En 2007, Santiago Sierra hizo trasportar
cantidades ingentes de excrementos de la casta de los intocables en la India hasta
la galería Lisson de Londres. Esta obra colosal escenifica a la perfección la
mecánica de esta difícil simbiosis arte/vida llevada a cabo por los artistas de
lo real en dos sentidos: primero, su poder de crítica o subversión llega hasta
el punto en el que la pieza en sí vale más que la propia mierda (el not olet de Vespasiano puesto al día); y, segundo, porque muestra la capacidad
que tenemos de desear llegar hasta el trauma original, hasta el mismísimo punto
donde la realidad hace crack y es necesario situar la pantalla-tamiz lacaniana.

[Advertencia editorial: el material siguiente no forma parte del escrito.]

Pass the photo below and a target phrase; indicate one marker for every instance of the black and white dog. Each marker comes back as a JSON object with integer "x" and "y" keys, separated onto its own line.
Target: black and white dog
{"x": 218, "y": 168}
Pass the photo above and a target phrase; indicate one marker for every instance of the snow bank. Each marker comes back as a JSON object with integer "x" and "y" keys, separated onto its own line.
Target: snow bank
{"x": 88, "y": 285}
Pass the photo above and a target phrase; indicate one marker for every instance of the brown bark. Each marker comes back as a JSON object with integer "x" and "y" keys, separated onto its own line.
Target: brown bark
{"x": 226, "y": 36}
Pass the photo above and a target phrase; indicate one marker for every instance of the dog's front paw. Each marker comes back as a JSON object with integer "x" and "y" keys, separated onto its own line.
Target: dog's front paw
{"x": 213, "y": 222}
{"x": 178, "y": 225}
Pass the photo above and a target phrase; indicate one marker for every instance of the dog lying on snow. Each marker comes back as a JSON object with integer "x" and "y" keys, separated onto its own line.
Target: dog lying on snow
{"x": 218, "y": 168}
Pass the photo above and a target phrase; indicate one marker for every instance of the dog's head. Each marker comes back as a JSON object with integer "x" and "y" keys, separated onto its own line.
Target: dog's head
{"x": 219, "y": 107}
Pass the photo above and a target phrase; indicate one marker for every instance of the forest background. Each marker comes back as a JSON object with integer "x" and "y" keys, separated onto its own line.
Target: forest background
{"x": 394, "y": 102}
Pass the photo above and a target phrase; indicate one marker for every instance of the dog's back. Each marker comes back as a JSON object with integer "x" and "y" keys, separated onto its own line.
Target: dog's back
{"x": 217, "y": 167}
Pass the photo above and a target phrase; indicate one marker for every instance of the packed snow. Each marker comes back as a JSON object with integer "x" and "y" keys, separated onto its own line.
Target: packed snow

¿Qué más real que la propia mierda del excluido?
Pero también
nos pone sobre la pista de un tercer motivo: querer llegar a lo real suponiendo
que el arte es el perfecto contenedor donde almacenar todas las inmundicias de
este mundo lleva al propio arte a seguir una carrera en busca del no va más de
lo sublime catastrófico, esa nueva categoría estética situada a medio camino
entre lo patético y lo provocativo. Y es que, no por embadurnar de mierda al
arte se consigue algo diferente: el más-allá/real no es dónde va el excremento-exceso
después de tirar de la cadena ni tampoco “la
cosa horrible asquerosa que reemerge del lavabo, sino –dice Zizek- el agujero en sí, el espacio que
permite la transición a un orden ontológico diferente: la cavidad topológica o
la torsión que ‘curva’ el espacio de nuestra realidad para que percibamos
/imaginemos los excrementos desapareciendo adentrándose en una dimensión alternativa
que no forma parte de nuestra realidad alternativa”. Es decir, el arte no tiene
contacto directo con lo real: la mierda va y viene, pero llegar al núcleo traumático
donde nuestros excesos se diluyen es imposible. O se está en un lado o se está
de otro: los excrementos de Sierra
no son nada real, son incapaces de enfrentarnos con el núcleo traumático de la
realidad.
En última instancia Miguel Ángel Hernández también ha
salido echando patas. Es decir, ha
simulado querer desvelar lo mistérico que anima al arte contemporáneo y, visto
que no había manera de mirar en su interior, también ha tenido que construir un
artefacto –en este caso perfecto- de ficción metaliteraria. Porque esta novela
no va acerca de lo mentiroso que es el arte y la mala gente que trabaja en sus
inmediaciones. Va, muy por el contrario, de cómo el arte siempre es un intento
fracasado de mirar en su interior y que, precisamente, es el velo que situamos
entre medias, la pantalla con la que nos engañamos sin quererlo lo que es digno
de llamarse arte. Al final Miguel Ángel
ha escrito una ¿novela? y Marcos un
¿ensayo? (¿o era al revés?) para acercarse más a este trauma. Es ese epílogo el
que nos da al certeza de que Miguel Ángel
Hernández sabe de qué va el asunto: es
imposible mirar dentro, son solo gestos de mímica, trucos de magia que simulan
una mirada.
Terminando por donde empezamos, y ahora
con más razón, nos encontramos ante la novela de un tramposo: ¿había algo en la caja de Jacobo Montes o no?, ¿terminó de
escribir Marcos el ensayo para la exposición
en el Pompidue o no? Quizá –después de todo lo hasta aquí dicho, de situar otra
pantalla entre medias- pudiera desvelarlo, pero… I would prefer not to.